Starting from the first two rational approximants $p_0/q_0 = 1/1, p_1/q_1 = 3/2$, the remaining approximants $p_k/q_k$ can be read off from the recursive rule (*)

$p_{k+1} = 2p_k + p_{k-1} \qquad q_{k+1} = 2q_k + q_{k-1}$

and for the purpose of determining the triangle-squares, we are really interested only in every other one of the denominators $q_k$, that is to say, $q_1, q_3, q_5, \ldots$. We can get a recursive rule for these from

$q_{k+2} = 2q_{k+1} + q_k = 2(2q_k + q_{k-1}) + q_k = 6q_k - q_{k-2}$

where the last equation follows easily from the recursive rule (*). The same recursion thus gives the $y_k$ and $m_k$:

$y_k = 2, 12, 70, 408, \ldots,$

$m_k = 1, 6, 35, 204, \ldots,$

namely $m_k = 6m_{k-1} - m_{k-2}$.

To get a closed form for the $m_k$ (whose squares are triangular), we can now apply the familiar method of generating functions (see here for a worked example of this method to derive the closed form for the Fibonacci numbers). Form

$f(x) = m_1 + m_2 x + m_3 x^2 + \ldots = 1 + 6x + 35x^2 + \ldots$

and use the recursive rule for the $m_k$ to deduce (after some manipulation) that

$\displaystyle f(x) = \frac1{1 - 6x + x^2}.$

The denominator expands as $(1 - (3 + \sqrt{8})x)(1 - (3 - \sqrt{8})x)$; by the method of partial fractions, we obtain

$\displaystyle f(x) = \frac{(3 + \sqrt{8})/2\sqrt{8}}{1 - (3 + \sqrt{8})x} - \frac{(3 - \sqrt{8})/2\sqrt{8}}{1 - (3 - \sqrt{8})x}$

and from there, expanding the preceding line in geometric series, we derive a closed form for the $m_k$:

$\displaystyle m_k = \frac1{2\sqrt{8}}((3 + \sqrt{8})^k - (3 - \sqrt{8})^k)$

Nice! If you prefer, this is just the integer part of $\displaystyle \frac1{2\sqrt{8}}(3 + \sqrt{8})^k$.

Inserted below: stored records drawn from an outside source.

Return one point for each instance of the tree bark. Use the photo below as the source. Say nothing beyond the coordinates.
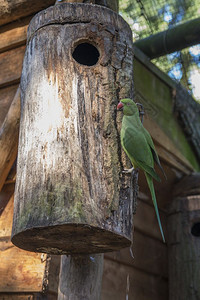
(71, 196)
(184, 240)
(171, 40)
(86, 281)
(9, 135)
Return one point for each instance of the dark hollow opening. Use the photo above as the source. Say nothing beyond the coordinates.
(86, 54)
(196, 229)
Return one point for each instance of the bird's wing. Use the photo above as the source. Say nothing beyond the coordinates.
(137, 148)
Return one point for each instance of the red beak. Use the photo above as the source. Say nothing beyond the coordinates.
(120, 106)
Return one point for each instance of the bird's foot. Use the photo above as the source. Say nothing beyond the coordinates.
(128, 171)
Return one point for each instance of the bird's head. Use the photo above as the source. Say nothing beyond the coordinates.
(128, 106)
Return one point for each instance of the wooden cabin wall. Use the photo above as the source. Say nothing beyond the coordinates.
(145, 276)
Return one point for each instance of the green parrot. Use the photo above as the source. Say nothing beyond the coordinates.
(138, 145)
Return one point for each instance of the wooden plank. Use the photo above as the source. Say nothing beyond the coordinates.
(166, 149)
(21, 270)
(150, 255)
(15, 9)
(146, 222)
(9, 132)
(14, 296)
(14, 34)
(142, 286)
(53, 274)
(6, 96)
(11, 66)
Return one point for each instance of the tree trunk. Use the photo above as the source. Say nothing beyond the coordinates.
(80, 277)
(184, 240)
(171, 40)
(71, 196)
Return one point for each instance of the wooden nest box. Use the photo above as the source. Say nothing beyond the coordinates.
(71, 196)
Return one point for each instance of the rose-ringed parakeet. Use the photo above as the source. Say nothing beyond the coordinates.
(138, 145)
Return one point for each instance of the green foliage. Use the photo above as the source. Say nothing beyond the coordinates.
(147, 17)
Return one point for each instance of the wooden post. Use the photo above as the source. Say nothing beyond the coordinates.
(80, 277)
(184, 240)
(71, 196)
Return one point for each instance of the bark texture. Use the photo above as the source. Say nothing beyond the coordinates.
(71, 196)
(184, 240)
(86, 281)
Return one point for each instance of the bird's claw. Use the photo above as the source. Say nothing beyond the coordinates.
(128, 171)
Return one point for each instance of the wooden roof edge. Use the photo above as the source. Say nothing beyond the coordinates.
(186, 108)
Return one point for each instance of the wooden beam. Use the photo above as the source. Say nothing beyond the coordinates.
(150, 255)
(183, 240)
(124, 282)
(80, 277)
(9, 133)
(15, 9)
(171, 40)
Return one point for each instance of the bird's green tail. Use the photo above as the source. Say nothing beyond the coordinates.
(151, 187)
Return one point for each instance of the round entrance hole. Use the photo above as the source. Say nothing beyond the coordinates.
(196, 229)
(86, 54)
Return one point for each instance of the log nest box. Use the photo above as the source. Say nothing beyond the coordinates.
(70, 195)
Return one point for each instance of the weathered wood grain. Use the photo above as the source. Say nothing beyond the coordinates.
(150, 255)
(184, 241)
(13, 35)
(112, 4)
(15, 9)
(20, 270)
(81, 277)
(11, 66)
(6, 97)
(120, 281)
(145, 219)
(69, 161)
(6, 219)
(9, 133)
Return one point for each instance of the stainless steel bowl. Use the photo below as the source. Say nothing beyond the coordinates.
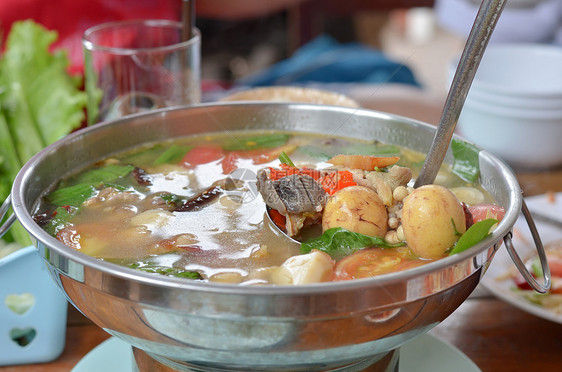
(207, 326)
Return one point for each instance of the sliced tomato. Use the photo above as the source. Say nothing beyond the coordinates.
(230, 162)
(375, 261)
(554, 263)
(364, 162)
(202, 155)
(484, 211)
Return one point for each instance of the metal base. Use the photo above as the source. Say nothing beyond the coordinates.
(144, 362)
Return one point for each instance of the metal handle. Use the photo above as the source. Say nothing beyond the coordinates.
(476, 43)
(529, 278)
(10, 221)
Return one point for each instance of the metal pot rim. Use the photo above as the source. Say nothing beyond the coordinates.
(24, 216)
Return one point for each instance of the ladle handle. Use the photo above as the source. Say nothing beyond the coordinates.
(4, 227)
(529, 278)
(476, 43)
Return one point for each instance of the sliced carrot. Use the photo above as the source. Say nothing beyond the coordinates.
(364, 162)
(277, 218)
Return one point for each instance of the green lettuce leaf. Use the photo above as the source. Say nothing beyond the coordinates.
(339, 242)
(39, 103)
(465, 163)
(473, 235)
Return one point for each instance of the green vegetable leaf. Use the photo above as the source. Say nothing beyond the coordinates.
(473, 235)
(371, 149)
(48, 101)
(60, 220)
(172, 154)
(85, 186)
(339, 242)
(285, 159)
(104, 174)
(465, 164)
(169, 271)
(258, 142)
(72, 195)
(39, 103)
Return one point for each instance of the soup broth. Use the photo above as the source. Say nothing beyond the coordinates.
(191, 207)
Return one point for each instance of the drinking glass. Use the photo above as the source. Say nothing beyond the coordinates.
(139, 65)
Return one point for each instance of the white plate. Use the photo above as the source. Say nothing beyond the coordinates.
(426, 353)
(502, 265)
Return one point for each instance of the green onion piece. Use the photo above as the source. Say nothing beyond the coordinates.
(258, 142)
(285, 159)
(475, 234)
(104, 174)
(72, 195)
(339, 242)
(465, 163)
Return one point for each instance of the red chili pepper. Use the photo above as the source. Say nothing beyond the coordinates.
(331, 181)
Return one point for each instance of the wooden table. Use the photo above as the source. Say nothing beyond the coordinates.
(493, 334)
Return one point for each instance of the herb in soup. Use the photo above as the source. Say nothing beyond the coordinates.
(196, 208)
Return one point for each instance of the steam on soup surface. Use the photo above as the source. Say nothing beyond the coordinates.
(195, 208)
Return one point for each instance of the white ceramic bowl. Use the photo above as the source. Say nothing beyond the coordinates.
(514, 106)
(521, 71)
(526, 139)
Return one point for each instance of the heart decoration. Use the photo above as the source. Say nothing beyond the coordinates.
(22, 336)
(20, 303)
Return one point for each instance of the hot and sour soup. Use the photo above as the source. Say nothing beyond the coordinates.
(196, 208)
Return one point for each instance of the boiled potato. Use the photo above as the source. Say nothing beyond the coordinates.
(313, 267)
(427, 221)
(358, 209)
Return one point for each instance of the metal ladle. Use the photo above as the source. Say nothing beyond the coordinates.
(477, 41)
(474, 48)
(482, 29)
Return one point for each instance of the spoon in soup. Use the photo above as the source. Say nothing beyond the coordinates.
(471, 56)
(475, 46)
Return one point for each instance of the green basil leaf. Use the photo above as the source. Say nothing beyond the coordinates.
(172, 154)
(169, 271)
(339, 242)
(465, 163)
(72, 195)
(285, 159)
(318, 153)
(473, 235)
(60, 220)
(371, 149)
(258, 142)
(105, 174)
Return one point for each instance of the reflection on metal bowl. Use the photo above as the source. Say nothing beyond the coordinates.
(207, 326)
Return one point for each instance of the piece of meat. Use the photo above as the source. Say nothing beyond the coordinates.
(294, 194)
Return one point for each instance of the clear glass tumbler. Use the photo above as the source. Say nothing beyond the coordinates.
(139, 65)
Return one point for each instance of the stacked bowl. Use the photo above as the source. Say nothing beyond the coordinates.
(514, 106)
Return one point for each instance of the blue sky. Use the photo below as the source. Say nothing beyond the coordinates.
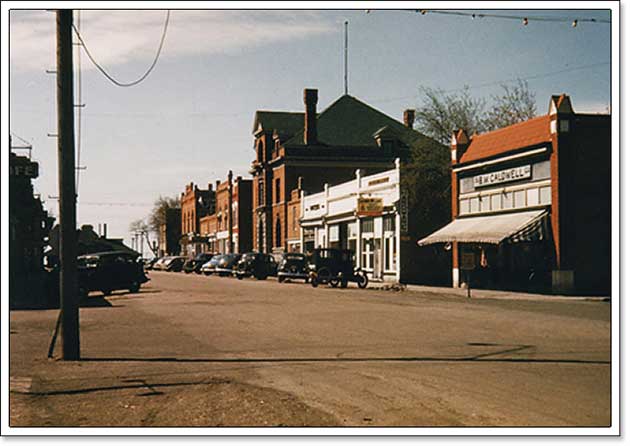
(191, 119)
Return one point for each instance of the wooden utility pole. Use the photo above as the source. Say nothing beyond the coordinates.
(68, 283)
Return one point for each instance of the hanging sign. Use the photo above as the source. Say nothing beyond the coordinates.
(503, 176)
(369, 207)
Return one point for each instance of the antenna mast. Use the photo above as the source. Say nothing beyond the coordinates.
(345, 57)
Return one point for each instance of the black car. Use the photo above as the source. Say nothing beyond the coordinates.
(195, 264)
(335, 267)
(293, 266)
(109, 271)
(225, 265)
(256, 264)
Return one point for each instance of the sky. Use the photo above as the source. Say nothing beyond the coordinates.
(191, 119)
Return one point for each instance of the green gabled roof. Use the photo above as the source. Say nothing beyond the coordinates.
(348, 122)
(284, 123)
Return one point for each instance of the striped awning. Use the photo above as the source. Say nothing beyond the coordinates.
(494, 229)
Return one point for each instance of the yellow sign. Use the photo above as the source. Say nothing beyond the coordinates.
(370, 207)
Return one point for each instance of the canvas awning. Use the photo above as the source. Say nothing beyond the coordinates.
(514, 227)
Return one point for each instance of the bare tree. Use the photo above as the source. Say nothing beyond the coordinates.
(441, 113)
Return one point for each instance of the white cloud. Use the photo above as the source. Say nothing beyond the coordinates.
(116, 37)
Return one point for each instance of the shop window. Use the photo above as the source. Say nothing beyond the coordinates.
(496, 202)
(464, 206)
(545, 195)
(485, 203)
(474, 205)
(519, 199)
(389, 223)
(532, 197)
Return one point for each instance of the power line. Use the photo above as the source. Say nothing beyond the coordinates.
(524, 19)
(490, 84)
(108, 76)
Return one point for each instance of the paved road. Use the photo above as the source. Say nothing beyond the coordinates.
(317, 357)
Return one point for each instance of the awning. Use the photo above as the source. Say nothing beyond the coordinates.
(512, 228)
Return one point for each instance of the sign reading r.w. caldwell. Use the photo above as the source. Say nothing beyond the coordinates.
(503, 176)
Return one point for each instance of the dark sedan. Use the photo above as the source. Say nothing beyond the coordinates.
(293, 266)
(256, 264)
(195, 264)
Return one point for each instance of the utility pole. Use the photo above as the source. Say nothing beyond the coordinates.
(68, 283)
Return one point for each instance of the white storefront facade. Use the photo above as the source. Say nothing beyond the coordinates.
(363, 215)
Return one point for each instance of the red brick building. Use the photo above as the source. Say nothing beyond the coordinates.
(230, 227)
(195, 204)
(532, 204)
(326, 147)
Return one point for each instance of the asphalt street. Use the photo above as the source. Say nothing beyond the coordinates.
(191, 350)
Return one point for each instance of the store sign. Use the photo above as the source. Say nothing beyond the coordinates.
(28, 170)
(369, 207)
(503, 176)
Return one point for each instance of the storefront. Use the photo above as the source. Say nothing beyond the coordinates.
(362, 215)
(531, 202)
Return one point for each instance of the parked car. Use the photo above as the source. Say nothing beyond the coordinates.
(109, 271)
(195, 264)
(256, 264)
(226, 263)
(174, 264)
(293, 266)
(335, 267)
(209, 267)
(159, 263)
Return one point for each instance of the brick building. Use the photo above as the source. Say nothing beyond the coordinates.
(320, 148)
(195, 204)
(229, 228)
(29, 224)
(532, 204)
(170, 233)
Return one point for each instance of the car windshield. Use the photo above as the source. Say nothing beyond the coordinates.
(294, 257)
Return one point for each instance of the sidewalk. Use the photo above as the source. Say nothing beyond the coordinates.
(482, 294)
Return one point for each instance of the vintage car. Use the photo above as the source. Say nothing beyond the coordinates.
(335, 267)
(109, 271)
(210, 266)
(293, 266)
(225, 265)
(195, 264)
(256, 264)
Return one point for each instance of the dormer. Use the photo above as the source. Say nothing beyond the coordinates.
(386, 139)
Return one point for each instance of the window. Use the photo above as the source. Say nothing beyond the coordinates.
(278, 233)
(367, 225)
(261, 192)
(545, 195)
(474, 205)
(496, 202)
(464, 206)
(277, 190)
(532, 197)
(485, 203)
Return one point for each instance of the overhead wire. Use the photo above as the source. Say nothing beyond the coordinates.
(500, 82)
(110, 77)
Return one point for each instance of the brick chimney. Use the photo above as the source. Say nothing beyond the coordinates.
(409, 116)
(310, 116)
(459, 144)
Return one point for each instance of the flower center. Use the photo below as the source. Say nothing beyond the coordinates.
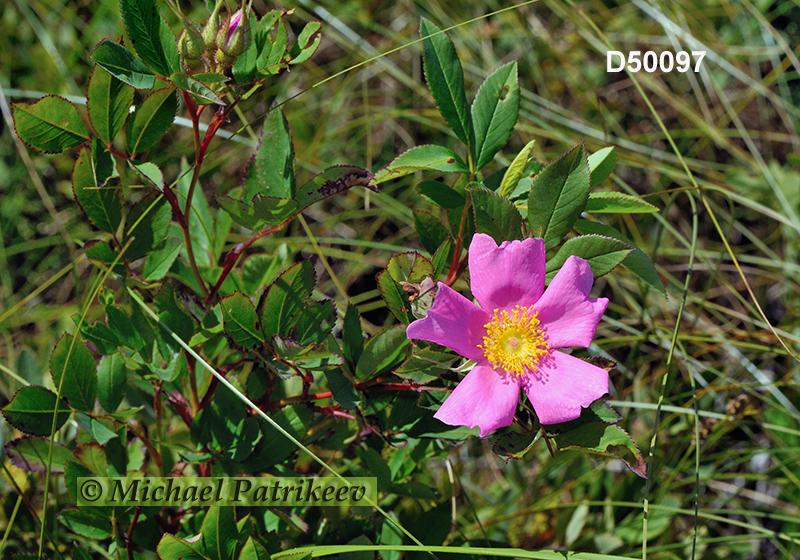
(514, 342)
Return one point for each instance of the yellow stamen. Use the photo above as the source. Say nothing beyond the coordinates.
(514, 342)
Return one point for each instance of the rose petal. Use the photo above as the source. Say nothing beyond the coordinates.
(562, 386)
(484, 398)
(567, 314)
(508, 275)
(452, 321)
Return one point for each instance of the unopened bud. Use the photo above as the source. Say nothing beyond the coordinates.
(232, 38)
(212, 27)
(191, 47)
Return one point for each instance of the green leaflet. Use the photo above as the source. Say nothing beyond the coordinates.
(30, 453)
(281, 304)
(446, 80)
(271, 171)
(618, 203)
(427, 157)
(108, 103)
(151, 120)
(602, 253)
(101, 204)
(120, 63)
(558, 196)
(494, 113)
(143, 24)
(74, 371)
(51, 124)
(241, 321)
(32, 409)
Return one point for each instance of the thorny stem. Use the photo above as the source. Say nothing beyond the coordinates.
(377, 383)
(233, 256)
(190, 365)
(455, 270)
(129, 535)
(157, 404)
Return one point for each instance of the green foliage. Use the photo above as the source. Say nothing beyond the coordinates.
(143, 24)
(255, 257)
(558, 196)
(494, 113)
(51, 124)
(120, 63)
(445, 79)
(32, 410)
(151, 120)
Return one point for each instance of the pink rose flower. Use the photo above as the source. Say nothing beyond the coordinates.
(513, 334)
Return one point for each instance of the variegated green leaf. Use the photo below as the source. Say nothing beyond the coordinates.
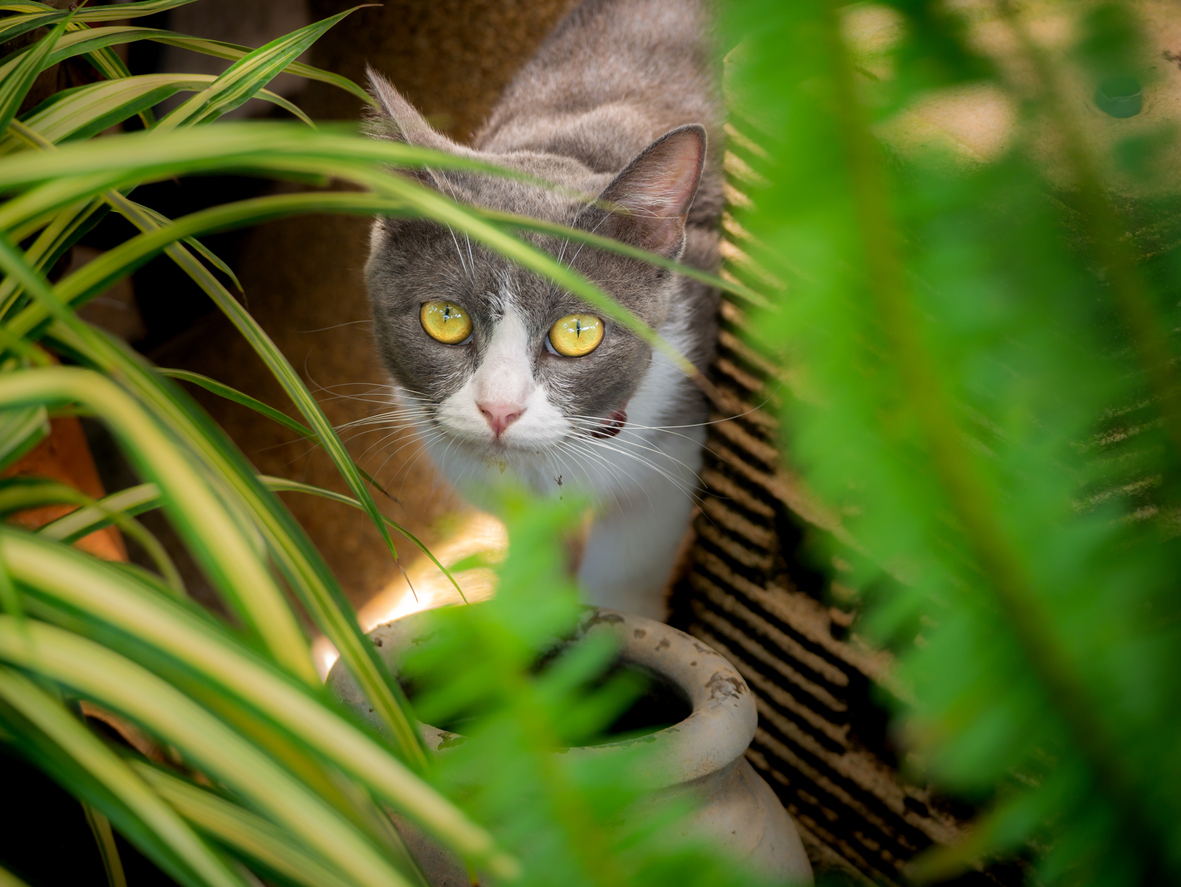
(240, 829)
(90, 40)
(242, 79)
(216, 539)
(118, 684)
(134, 608)
(14, 84)
(100, 827)
(85, 111)
(175, 847)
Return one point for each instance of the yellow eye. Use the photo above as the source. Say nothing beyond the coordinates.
(576, 334)
(445, 321)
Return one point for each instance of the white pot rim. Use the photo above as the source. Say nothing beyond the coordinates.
(712, 737)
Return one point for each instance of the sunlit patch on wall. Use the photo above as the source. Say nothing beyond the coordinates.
(478, 537)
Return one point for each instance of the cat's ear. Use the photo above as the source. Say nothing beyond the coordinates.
(397, 119)
(651, 197)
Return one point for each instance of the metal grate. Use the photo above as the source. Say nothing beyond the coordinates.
(822, 741)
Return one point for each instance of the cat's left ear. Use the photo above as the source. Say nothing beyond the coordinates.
(651, 197)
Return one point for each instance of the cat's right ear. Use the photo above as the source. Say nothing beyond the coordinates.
(398, 121)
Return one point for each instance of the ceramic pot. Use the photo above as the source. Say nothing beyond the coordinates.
(700, 758)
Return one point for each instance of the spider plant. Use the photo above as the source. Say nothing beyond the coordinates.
(274, 778)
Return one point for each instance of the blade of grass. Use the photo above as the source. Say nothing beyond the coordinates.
(118, 201)
(7, 879)
(117, 12)
(50, 246)
(113, 682)
(240, 829)
(276, 363)
(202, 520)
(242, 79)
(300, 562)
(237, 397)
(14, 85)
(174, 845)
(280, 484)
(20, 431)
(130, 606)
(100, 827)
(18, 494)
(85, 111)
(77, 43)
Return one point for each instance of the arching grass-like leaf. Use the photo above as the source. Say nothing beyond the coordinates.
(141, 814)
(242, 79)
(232, 826)
(131, 607)
(14, 84)
(118, 684)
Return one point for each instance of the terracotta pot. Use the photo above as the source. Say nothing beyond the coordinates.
(700, 758)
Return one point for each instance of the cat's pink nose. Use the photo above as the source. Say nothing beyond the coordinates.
(500, 416)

So, the $k^{th}$ triangular square is

$\displaystyle \frac1{32}((3 + \sqrt{8})^{2k} + (3 - \sqrt{8})^{2k} - 2).$

Sweet.

Having gone through this analysis, the same method can be used to determine those squares which are pentagonal (the first few pentagonal numbers are $1, 1+4, 1+4+7, 1+4+7+10, \ldots$). I’ll let readers work this out if they like; suffice it to say that the $k^{th}$ square which is also pentagonal is the square of

$\displaystyle \frac1{2\sqrt{24}}((5 + \sqrt{24})^{2k-1} - (5 - \sqrt{24})^{2k-1}).$

And that’s about as far as I got with this. After trying a few numerical forays with a hand-held calculator, my gut feeling is that I’d be amazed if there were any triangular-square-pentagonals past $m = 1$. But can anyone clinch the case?

[Edit: I’ve corrected the exponents in the last displayed line, from $k$ to $2k-1$.]